Nel frattempo si trascinava anche íl caso Pinelli, l'anarchico caduto da una finestra della questura di Milano - una questione distinta, ma collegata alla strage. Qualcuno lo ha definito 'la diciassettesima vittima' della bomba. Giornalisti e cineasti indagarono, in modo quasi ossessivo, sulla sua vicenda, mentre la moglie Licia conduceva una lunga e dura battaglia per avere giustizia. Dario Fo scrisse una pièce emozionante intitolata Morte accidentale di un anarchico, che attingeva agli atti dei tribunali e alle notizie del giorno per far satira sulle versioni più assurde fornite dalla polizia. La pièce era anche un evento politico, e veniva aggiornata col procedere delle indagini. Finalmente, nel 1975, dopo una lunga inchiesta giudiziaria (che vide anche il lancio di manichini a grandezza naturale dalla finestra della questura, per verificare le diverse teorie), lo Stato emise il suo giudizio. Pinelli era caduto 'accidentalmente' dalla finestra per un 'malore attivo'. La decisione fu ampiamente ridicolizzata, ma chiuse il caso - ufficialmente, quantomeno.

Oggi a Giuseppe 'Pino' Pinelli sono dedicate lapidi e targhe, a Milano e altrove. È emblematico della controversia intorno a quella vicenda e della memoria sempre viva di quegli eventi il fatto che in piazza Fontana, nel cuore di Milano, coesistano due diverse commemorazioni: una targa, voluta dai militanti nel 1977, dichiara sfrontatamente che Pinelli è stato "ucciso... nei locali della questura di Milano" nel 1969; un'altra, poco distante, del 2006, sostiene che Pinelli è morto accidentalmente. Una rappresenta la memoria ufficiosa, l'altra una versione ufficiale, ma ambigua, del passato. Ognuna ha la propria storia. Le due versioni parallele del medesimo evento - incise nel marmo, di fronte al sito della bomba - sono un'efficace evidenza di come in Italia la memoria rimanga divisa: per lunghi periodi, le guerre della memoria hanno caratterizzato il conflitto sul passato nel presente.
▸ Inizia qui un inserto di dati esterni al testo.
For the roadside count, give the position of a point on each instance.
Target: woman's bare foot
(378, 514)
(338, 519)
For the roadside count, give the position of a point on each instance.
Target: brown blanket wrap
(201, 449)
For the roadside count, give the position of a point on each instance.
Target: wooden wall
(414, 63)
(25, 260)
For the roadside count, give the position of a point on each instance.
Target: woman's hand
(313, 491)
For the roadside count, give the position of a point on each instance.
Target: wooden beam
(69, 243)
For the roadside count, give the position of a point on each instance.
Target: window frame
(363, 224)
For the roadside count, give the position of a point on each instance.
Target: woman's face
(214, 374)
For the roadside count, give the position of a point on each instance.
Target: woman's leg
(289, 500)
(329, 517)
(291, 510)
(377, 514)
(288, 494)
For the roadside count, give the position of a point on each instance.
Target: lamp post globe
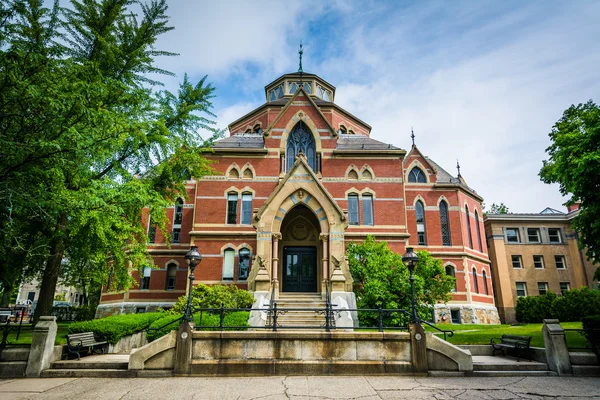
(411, 259)
(192, 258)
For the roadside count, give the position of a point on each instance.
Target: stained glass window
(420, 211)
(301, 140)
(416, 176)
(445, 224)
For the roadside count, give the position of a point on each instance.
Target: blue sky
(481, 81)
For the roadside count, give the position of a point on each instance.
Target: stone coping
(296, 335)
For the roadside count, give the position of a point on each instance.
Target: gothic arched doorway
(300, 251)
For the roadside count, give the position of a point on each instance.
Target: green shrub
(204, 296)
(534, 309)
(162, 326)
(115, 327)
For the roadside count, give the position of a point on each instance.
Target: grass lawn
(481, 334)
(26, 329)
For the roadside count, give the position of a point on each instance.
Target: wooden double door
(300, 269)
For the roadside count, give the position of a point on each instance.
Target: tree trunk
(52, 270)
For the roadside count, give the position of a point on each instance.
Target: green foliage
(162, 326)
(115, 327)
(497, 209)
(382, 280)
(574, 163)
(204, 296)
(88, 140)
(534, 308)
(573, 305)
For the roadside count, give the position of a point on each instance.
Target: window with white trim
(228, 264)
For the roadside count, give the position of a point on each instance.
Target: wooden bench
(519, 343)
(78, 343)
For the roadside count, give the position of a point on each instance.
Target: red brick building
(299, 178)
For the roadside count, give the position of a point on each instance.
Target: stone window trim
(517, 261)
(538, 261)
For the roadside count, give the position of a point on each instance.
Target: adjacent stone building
(297, 179)
(534, 253)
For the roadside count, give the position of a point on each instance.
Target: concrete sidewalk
(299, 387)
Piazza Fontana e le sue conseguenze giudiziarie e politiche avrebbero tormentato l'Italia per molti anni a venire. Ad ogni anniversario della strage, soprattutto negli anni '70, il centro di Milano veniva paralizzato da violente manifestazioni. Ci furono altre tragedie. Il 12 dicembre 1970, primo anniversario della bomba, lo studente Saverio Saltarelli fu ucciso durante gli scontri da un lacrimogeno sparato a bruciapelo. Piazza Fontana aveva fatto un'altra vittima. La bomba a Milano nel 1969 viene considerata un momento di svolta, di 'perdita dell'innocenza', una macchia sul cuore della storia d'Italia. La tensione creata da quella bomba, e dal caso Pinelli, sarebbe stata esacerbata da quanto avveniva a Roma.




IL COLPO DI STATO: 1970



Meno di un anno dopo piazza Fontana, fu tentato un colpo di Stato.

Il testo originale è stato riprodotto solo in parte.